Generate random numbers inside spmd in matlab

128 views Asked by At

I am running a Monte carlo simulation in Matlab using parallelisation due to the extensive time that the simulation takes to run.

The main objective is create a really big panel data set and use that to estimate some regressions.
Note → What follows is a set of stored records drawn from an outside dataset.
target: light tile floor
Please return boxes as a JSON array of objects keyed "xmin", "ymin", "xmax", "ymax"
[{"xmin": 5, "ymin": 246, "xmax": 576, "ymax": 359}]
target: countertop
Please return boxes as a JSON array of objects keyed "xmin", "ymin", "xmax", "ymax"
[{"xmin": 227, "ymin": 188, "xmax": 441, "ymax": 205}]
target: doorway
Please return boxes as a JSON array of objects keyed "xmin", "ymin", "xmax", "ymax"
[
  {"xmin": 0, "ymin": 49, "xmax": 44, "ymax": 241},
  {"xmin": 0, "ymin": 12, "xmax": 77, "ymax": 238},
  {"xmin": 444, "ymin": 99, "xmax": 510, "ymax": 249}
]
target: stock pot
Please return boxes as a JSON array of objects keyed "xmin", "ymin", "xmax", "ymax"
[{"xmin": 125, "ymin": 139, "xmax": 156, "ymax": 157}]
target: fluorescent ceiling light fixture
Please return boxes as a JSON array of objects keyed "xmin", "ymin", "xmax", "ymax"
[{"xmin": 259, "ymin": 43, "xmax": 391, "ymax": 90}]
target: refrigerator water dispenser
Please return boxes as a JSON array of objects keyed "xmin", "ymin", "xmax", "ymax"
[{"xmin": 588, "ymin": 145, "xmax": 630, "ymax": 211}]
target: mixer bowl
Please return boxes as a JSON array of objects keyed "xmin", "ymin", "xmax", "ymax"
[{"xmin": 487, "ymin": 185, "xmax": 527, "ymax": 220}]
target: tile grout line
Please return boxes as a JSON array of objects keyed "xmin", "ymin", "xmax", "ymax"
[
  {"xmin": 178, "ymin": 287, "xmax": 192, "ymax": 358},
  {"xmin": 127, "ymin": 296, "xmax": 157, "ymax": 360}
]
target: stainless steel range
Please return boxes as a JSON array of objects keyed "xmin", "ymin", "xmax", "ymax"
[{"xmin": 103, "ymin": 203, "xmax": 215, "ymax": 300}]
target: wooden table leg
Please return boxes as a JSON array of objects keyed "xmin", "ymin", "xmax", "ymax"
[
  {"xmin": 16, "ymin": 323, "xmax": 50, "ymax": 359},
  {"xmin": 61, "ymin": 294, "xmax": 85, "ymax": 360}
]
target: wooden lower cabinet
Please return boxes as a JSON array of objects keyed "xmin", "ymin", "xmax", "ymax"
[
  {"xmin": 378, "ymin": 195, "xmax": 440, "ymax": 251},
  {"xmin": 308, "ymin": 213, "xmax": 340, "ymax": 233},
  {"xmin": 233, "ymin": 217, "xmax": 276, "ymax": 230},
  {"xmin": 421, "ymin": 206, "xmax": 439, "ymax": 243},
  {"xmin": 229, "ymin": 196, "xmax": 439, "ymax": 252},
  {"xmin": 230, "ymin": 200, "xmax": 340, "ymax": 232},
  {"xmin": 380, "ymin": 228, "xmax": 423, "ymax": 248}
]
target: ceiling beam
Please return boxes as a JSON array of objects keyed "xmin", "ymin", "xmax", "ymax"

The problem is that when I run the simulation without parallelise they take A LOT of time to run, so I decided to use spmd option. However, results are very different running the parallelised code compared to the normal one.

rng(3857);
for r=1:MCREP
Ycom=[];
Xcom=[];
YLcom=[];

spmd
for it=labindex:numlabs:NT
    (code to generate different components, alpha, delta, x_it, eps_it)
    %e.g. x_it=2+1*randn(TT,1);   
    (uses random number generator: rndn)

    % Create different time periods observations for each individual
    for t=2:TT
        yi(t)=xi*alpha+mu*delta+rho*yi(t-1)+beta*x_it(t)+eps_it(t);
        yLi(t)=yi(t-1);
    end

    % Concatenate each individual in a big matrix: create panel
    Ycom=[Ycom yi];
    Xcom=[Xcom x_it];
    YLcom=[YLcom yLi];
end
end

% Retrieve data stored in composite form
mm=matlabpool('size');
for i=1:mm
Y(:,(i-1)*(NT/mm)+1:i*(NT/mm))=Ycom{i};
X(:,(i-1)*(NT/mm)+1:i*(NT/mm))=Xcom{i};
YL(:,(i-1)*(NT/mm)+1:i*(NT/mm))=YLcom{i};
end

(rest of the code, run regressions)

end

The intensive part of the code is the one that is parallelised with the spmd, it creates a really large panel data set in where columns are independent individuals, and rows are dependent time periods.

My main problem is that when I run the code using the parallel then results are different than when I don't use it, moreover results are different if I use 8 workers or 16 workers. However for a matter of time is unfeasible to run the code without parallelisation.

I believe problem is coming from the random numbers generation, but I can not fix the seed inside the spmd because that mean fixing the seed inside the Monte Carlo loop, so all the repetitions are going to have the same numbers.

I would want to know how can I fix the random number generator in such a way that it does not matter how many workers I use it will give me the same results.

PS. Another solution would be to do the spmd in the most outer loop (the Monte Carlo loop), however I can not see a performance gain when I use the parallelisation in that way.

Thank you very much for your help.

1

There are 1 answers

0
Xxxo On

Heh... the random generators in MATLAB's parallel execution is indeed an issue.

The MATLAB's web page about random generators (http://www.mathworks.com/help/matlab/math/creating-and-controlling-a-random-number-stream.html) states that only two streams/generators can have multiple streams. These two have a limited period (see the Table at the previous link).

BUT!!! The default generator (mt19937ar) can be seeded in order to have different results :)

Thus, what you can do is to start with the mrg32k3a, obtain a random number in each worker and then use this random number along with the worker index to seed an mt19937ar generator.

E.g.

spmd
  r1 = rand(randStream{labindex}, [1 1]);
  r2 = rand(randStream{labindex}, [1 1]);
  rng(labindex+(r1/r2), 'twister');

% Do you stuff
end

Of course, the r1 and r2 can be modified (or, maybe, add more r's) in order to have more complicated seeding.